My typed lambda calculus (Curry style) is a simpler variant of Calculus of Constructions (CoC). Is it possible to write an analyzer (e.g., type checker) that inspects the runtime representation of the term within the calculus? For example, what I want is roughly along the lines of the following:

$$\Gamma \vdash Analyzer : \forall \tau. AST~\tau \rightarrow Bool$$

where $$AST~\tau$$ is the type constructor representing the abstract syntax tree of a term with type $$\tau$$. The expected body of Analyzer is something like below.

Analyzer e =  case e of
| Var -> True
| Abs t e' -> Analyzer e'
...


There are two roadblocks for me.

1. How to represent AST of $$e$$ within the same language?
2. How can the Analyzer access the intensional structure of the term $$e$$?

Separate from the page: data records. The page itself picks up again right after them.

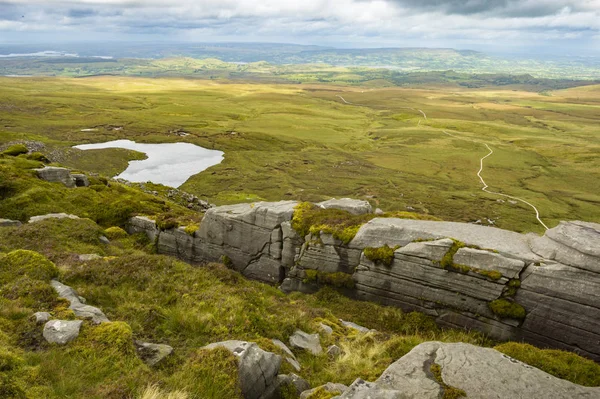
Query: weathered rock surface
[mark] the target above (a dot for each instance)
(39, 218)
(479, 372)
(309, 342)
(257, 369)
(9, 223)
(78, 305)
(355, 207)
(450, 271)
(56, 175)
(330, 387)
(152, 354)
(61, 331)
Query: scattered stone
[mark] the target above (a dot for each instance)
(81, 180)
(152, 354)
(325, 329)
(257, 369)
(354, 326)
(61, 331)
(56, 175)
(334, 351)
(355, 207)
(41, 317)
(479, 372)
(309, 342)
(88, 257)
(39, 218)
(78, 305)
(330, 388)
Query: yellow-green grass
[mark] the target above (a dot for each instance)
(302, 142)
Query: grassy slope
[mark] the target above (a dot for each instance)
(160, 299)
(300, 142)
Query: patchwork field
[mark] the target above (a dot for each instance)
(311, 142)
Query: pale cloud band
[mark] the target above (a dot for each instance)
(547, 23)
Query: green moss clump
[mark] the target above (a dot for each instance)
(450, 392)
(337, 279)
(322, 393)
(15, 150)
(507, 309)
(383, 255)
(191, 229)
(208, 374)
(561, 364)
(26, 263)
(115, 233)
(116, 336)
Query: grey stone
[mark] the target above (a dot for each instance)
(354, 326)
(330, 387)
(334, 351)
(257, 369)
(151, 353)
(354, 206)
(78, 305)
(88, 257)
(56, 175)
(39, 218)
(485, 260)
(61, 331)
(9, 223)
(81, 180)
(480, 372)
(309, 342)
(432, 250)
(41, 317)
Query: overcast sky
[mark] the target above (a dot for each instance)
(552, 26)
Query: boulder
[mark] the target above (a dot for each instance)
(56, 175)
(257, 369)
(39, 218)
(309, 342)
(41, 317)
(152, 354)
(9, 223)
(78, 305)
(330, 388)
(478, 372)
(354, 206)
(61, 331)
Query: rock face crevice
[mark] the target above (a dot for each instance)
(543, 290)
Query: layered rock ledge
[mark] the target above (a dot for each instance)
(542, 290)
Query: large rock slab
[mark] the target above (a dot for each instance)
(479, 372)
(354, 206)
(257, 369)
(56, 175)
(61, 332)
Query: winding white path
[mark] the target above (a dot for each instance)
(485, 186)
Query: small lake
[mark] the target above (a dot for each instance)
(170, 164)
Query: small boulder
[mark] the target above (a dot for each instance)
(329, 388)
(41, 317)
(56, 175)
(152, 354)
(9, 223)
(61, 331)
(309, 342)
(39, 218)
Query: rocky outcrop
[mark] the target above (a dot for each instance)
(78, 305)
(544, 290)
(432, 369)
(56, 175)
(257, 369)
(61, 332)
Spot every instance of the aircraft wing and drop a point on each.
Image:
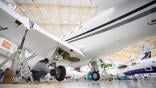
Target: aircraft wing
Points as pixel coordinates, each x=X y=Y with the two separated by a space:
x=38 y=40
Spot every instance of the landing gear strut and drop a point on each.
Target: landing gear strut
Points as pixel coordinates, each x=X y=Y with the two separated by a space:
x=59 y=73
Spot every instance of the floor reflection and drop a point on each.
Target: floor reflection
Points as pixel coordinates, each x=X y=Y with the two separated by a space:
x=87 y=84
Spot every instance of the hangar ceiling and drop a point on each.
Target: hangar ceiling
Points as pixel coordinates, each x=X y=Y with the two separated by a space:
x=61 y=16
x=55 y=16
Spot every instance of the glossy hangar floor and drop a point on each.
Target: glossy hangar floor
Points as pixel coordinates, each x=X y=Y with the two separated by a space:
x=87 y=84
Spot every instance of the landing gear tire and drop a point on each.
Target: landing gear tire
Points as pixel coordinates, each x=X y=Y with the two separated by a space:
x=60 y=73
x=95 y=76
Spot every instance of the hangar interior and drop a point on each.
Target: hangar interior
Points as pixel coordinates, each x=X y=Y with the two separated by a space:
x=60 y=17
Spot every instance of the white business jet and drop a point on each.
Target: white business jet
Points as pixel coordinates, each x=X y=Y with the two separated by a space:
x=119 y=26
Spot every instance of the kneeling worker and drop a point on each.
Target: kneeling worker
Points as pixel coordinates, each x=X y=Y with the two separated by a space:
x=40 y=69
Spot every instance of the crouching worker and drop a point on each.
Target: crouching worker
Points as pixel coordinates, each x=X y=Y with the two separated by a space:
x=40 y=69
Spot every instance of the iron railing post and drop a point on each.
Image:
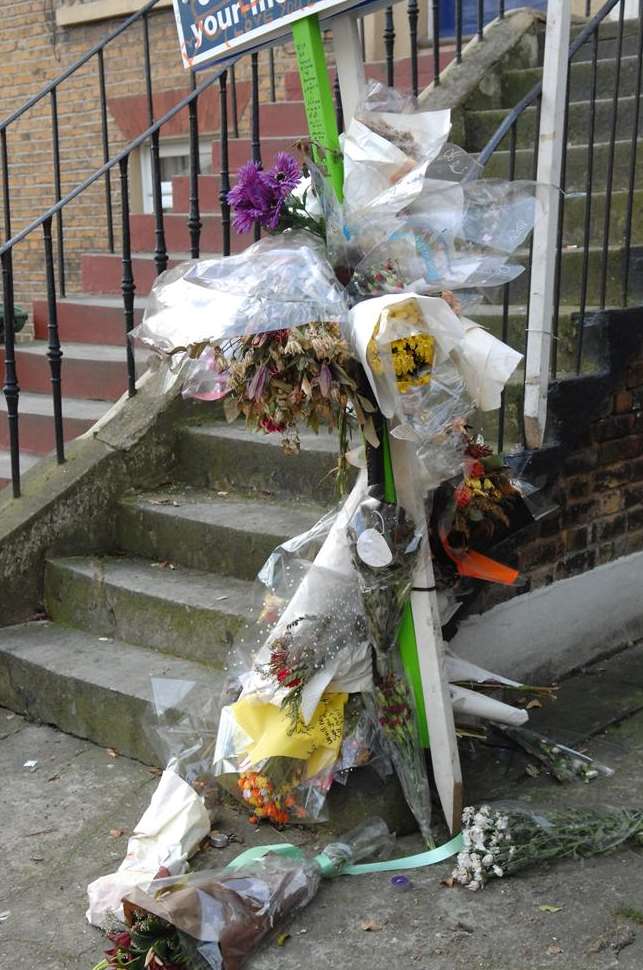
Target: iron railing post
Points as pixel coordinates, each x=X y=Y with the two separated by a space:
x=54 y=353
x=194 y=220
x=105 y=141
x=11 y=388
x=224 y=177
x=55 y=136
x=128 y=286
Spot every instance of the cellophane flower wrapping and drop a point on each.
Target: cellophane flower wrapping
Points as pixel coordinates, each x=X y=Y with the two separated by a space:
x=290 y=728
x=385 y=545
x=228 y=912
x=505 y=837
x=417 y=216
x=311 y=634
x=280 y=282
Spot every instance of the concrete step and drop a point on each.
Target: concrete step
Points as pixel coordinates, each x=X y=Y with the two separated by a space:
x=177 y=234
x=208 y=193
x=225 y=534
x=87 y=686
x=37 y=421
x=184 y=612
x=87 y=319
x=480 y=126
x=226 y=456
x=26 y=462
x=93 y=371
x=102 y=272
x=498 y=165
x=517 y=83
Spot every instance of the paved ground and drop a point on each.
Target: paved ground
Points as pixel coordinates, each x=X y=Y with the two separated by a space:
x=56 y=835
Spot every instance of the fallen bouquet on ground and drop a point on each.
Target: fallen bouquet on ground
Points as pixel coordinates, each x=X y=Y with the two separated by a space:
x=215 y=920
x=503 y=838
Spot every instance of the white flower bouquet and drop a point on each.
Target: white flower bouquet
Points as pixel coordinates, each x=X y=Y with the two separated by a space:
x=503 y=838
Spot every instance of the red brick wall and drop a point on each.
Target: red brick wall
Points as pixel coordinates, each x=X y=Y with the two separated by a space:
x=33 y=51
x=593 y=464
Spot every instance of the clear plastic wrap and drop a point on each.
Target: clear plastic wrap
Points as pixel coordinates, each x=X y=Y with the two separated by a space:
x=280 y=771
x=313 y=634
x=385 y=545
x=284 y=737
x=184 y=731
x=280 y=282
x=505 y=837
x=226 y=913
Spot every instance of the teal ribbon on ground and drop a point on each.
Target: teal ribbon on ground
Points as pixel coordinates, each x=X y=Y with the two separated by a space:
x=329 y=869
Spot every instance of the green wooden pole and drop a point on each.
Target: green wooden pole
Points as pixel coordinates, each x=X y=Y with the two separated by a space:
x=322 y=126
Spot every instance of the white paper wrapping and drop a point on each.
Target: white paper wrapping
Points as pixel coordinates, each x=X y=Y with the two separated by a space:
x=459 y=669
x=479 y=705
x=169 y=832
x=351 y=670
x=484 y=362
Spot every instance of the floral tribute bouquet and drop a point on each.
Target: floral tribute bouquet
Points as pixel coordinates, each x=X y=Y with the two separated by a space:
x=385 y=546
x=149 y=942
x=563 y=763
x=294 y=332
x=269 y=198
x=286 y=379
x=219 y=917
x=502 y=839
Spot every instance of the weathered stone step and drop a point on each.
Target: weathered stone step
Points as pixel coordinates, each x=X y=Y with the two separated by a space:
x=86 y=686
x=480 y=126
x=498 y=165
x=224 y=534
x=184 y=612
x=101 y=691
x=218 y=455
x=517 y=83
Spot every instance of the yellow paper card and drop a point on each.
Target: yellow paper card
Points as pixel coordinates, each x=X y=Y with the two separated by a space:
x=272 y=733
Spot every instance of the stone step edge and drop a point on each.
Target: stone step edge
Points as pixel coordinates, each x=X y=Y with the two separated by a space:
x=108 y=697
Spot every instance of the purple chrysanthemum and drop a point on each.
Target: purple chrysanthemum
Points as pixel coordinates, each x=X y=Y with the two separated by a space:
x=252 y=198
x=285 y=173
x=259 y=196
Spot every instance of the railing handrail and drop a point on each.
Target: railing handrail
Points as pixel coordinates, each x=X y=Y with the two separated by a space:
x=87 y=56
x=117 y=159
x=507 y=124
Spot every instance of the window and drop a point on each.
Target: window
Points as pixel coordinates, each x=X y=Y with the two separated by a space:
x=175 y=160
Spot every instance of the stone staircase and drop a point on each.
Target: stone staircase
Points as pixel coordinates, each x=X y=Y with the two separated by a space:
x=167 y=598
x=167 y=595
x=91 y=323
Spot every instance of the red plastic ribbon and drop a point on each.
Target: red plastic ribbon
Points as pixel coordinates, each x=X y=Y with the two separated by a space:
x=477 y=566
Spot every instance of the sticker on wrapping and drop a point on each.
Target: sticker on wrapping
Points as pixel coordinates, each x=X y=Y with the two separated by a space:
x=373 y=549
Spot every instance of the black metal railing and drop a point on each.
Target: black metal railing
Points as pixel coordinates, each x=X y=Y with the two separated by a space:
x=234 y=119
x=115 y=173
x=602 y=250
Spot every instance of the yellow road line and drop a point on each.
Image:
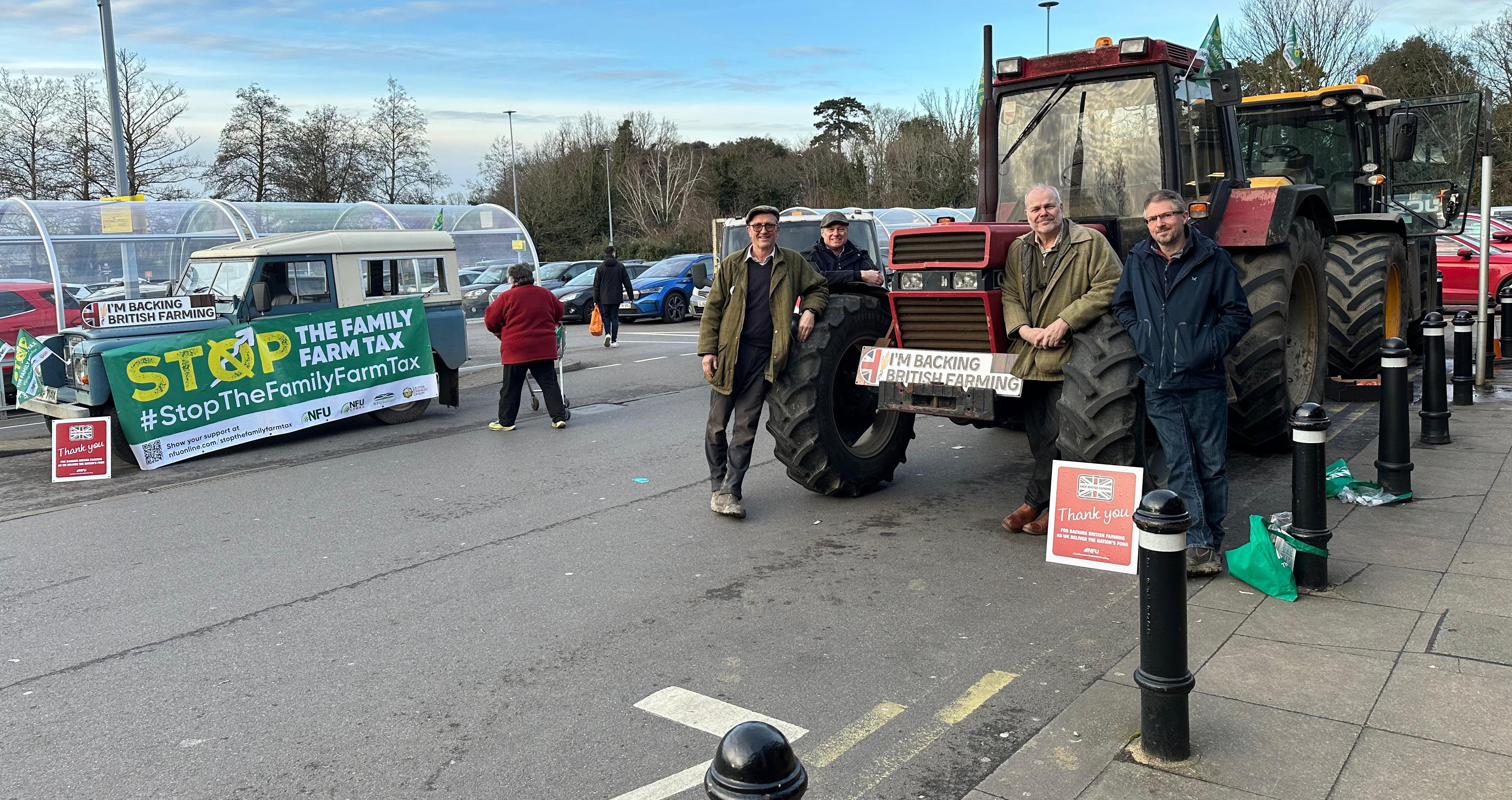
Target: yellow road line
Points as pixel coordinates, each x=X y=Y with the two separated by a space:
x=835 y=746
x=979 y=693
x=956 y=711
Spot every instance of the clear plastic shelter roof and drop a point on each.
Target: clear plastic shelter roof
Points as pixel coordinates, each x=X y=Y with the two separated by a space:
x=82 y=241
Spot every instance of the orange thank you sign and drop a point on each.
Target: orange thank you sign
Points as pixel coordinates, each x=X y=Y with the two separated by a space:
x=1092 y=516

I am reading few papers on reflection and quotation. The details are a bit dense and I am looking for a simpler explanation. I believe I don't require the full complexity of type self-representation here.

If there is an alternate way of accomplishing this, I'll be more than happy to accept it as an answer. For example, it might be possible to stringify the input term $$e$$. However, the Analyzer still has to iterate through the intensional structure of $$e$$. Is that possible within the calculus?